Glossary

ReLU

Also known as: rectified linear unit, rectifier

The rectified linear unit is the activation function

$$\mathrm{ReLU}(x) = \max(0, x) = \begin{cases} x & \text{if } x > 0 \\ 0 & \text{otherwise} \end{cases}$$

with derivative

$$\mathrm{ReLU}'(x) = \begin{cases} 1 & \text{if } x > 0 \\ 0 & \text{if } x < 0 \end{cases}$$

(the derivative at $x=0$ is undefined; in practice frameworks use 0).

Introduced for neural networks by Hahnloser (2000) and popularised in deep learning by Nair and Hinton (2010), ReLU has been the default hidden-layer activation since the 2012 AlexNet result.

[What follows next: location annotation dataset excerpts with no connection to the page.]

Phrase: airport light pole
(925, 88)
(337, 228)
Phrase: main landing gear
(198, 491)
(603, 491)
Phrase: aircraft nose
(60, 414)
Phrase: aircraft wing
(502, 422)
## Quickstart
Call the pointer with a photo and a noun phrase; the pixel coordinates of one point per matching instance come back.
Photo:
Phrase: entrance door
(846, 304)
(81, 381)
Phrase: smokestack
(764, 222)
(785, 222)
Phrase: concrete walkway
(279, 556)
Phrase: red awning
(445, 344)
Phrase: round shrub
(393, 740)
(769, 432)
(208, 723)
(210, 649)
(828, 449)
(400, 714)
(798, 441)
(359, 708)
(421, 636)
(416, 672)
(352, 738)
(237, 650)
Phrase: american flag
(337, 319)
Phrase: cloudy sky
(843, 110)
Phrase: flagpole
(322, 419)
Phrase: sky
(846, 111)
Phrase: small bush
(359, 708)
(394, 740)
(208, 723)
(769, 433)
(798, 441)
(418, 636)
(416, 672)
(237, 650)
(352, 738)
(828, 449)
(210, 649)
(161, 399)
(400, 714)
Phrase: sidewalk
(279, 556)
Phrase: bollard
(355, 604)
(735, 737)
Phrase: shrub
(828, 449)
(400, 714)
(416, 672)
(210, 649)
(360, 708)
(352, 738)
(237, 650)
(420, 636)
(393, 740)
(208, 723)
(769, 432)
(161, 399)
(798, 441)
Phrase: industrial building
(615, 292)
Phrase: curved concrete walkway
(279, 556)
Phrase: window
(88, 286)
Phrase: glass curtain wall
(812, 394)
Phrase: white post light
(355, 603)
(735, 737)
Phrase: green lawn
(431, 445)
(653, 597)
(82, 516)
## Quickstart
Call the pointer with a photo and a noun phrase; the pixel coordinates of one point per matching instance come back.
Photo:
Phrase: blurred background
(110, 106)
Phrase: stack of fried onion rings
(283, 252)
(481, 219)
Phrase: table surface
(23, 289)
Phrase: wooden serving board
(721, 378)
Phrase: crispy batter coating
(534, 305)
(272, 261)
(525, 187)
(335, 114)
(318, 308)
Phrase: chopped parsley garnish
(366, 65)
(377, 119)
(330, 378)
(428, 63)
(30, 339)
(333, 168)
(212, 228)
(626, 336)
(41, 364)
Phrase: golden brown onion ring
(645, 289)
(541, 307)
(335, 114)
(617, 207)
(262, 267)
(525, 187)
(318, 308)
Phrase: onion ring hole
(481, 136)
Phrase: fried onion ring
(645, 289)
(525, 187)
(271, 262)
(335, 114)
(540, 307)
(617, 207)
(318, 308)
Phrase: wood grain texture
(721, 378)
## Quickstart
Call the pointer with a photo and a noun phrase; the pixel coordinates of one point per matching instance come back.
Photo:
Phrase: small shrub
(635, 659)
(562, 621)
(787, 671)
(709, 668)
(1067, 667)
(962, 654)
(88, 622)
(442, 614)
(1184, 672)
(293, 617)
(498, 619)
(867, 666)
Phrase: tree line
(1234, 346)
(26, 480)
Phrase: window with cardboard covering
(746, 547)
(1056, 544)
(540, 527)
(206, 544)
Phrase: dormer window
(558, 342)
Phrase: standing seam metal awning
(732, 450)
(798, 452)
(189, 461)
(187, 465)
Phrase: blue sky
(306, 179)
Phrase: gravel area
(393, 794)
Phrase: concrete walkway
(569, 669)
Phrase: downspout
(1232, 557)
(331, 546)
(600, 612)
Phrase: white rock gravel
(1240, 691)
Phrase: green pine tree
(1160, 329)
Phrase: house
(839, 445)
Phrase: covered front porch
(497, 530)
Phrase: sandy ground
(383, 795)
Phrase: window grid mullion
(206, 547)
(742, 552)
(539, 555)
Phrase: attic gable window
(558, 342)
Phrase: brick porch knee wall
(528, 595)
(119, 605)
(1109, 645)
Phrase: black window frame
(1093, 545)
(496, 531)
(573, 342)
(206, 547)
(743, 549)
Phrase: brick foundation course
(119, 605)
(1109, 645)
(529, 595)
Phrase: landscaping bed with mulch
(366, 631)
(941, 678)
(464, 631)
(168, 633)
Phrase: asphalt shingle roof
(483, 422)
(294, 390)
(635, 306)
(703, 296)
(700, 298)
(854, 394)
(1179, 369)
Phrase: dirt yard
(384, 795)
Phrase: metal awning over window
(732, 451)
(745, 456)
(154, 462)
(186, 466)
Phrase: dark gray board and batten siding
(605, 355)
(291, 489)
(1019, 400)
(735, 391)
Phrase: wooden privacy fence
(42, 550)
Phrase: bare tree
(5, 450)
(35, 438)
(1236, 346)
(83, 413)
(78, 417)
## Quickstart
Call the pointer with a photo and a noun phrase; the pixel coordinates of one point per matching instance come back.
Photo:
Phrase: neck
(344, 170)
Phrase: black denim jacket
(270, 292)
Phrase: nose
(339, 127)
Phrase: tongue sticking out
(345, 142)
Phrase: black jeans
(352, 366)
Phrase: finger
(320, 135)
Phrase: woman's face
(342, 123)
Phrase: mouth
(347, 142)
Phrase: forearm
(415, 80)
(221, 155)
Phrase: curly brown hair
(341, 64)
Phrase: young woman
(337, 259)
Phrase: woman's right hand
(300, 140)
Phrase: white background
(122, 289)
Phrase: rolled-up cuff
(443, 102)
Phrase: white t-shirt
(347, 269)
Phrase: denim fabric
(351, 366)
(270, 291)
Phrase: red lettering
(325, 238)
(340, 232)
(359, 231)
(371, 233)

It has three crucial advantages over sigmoid and tanh: non-saturating positive regime, gradients do not vanish for large positive inputs, so deep networks train without vanishing gradients; computational simplicity, a single comparison and possibly a sign flip; sparse activation, roughly half of units output zero on any given input, encouraging efficient representations.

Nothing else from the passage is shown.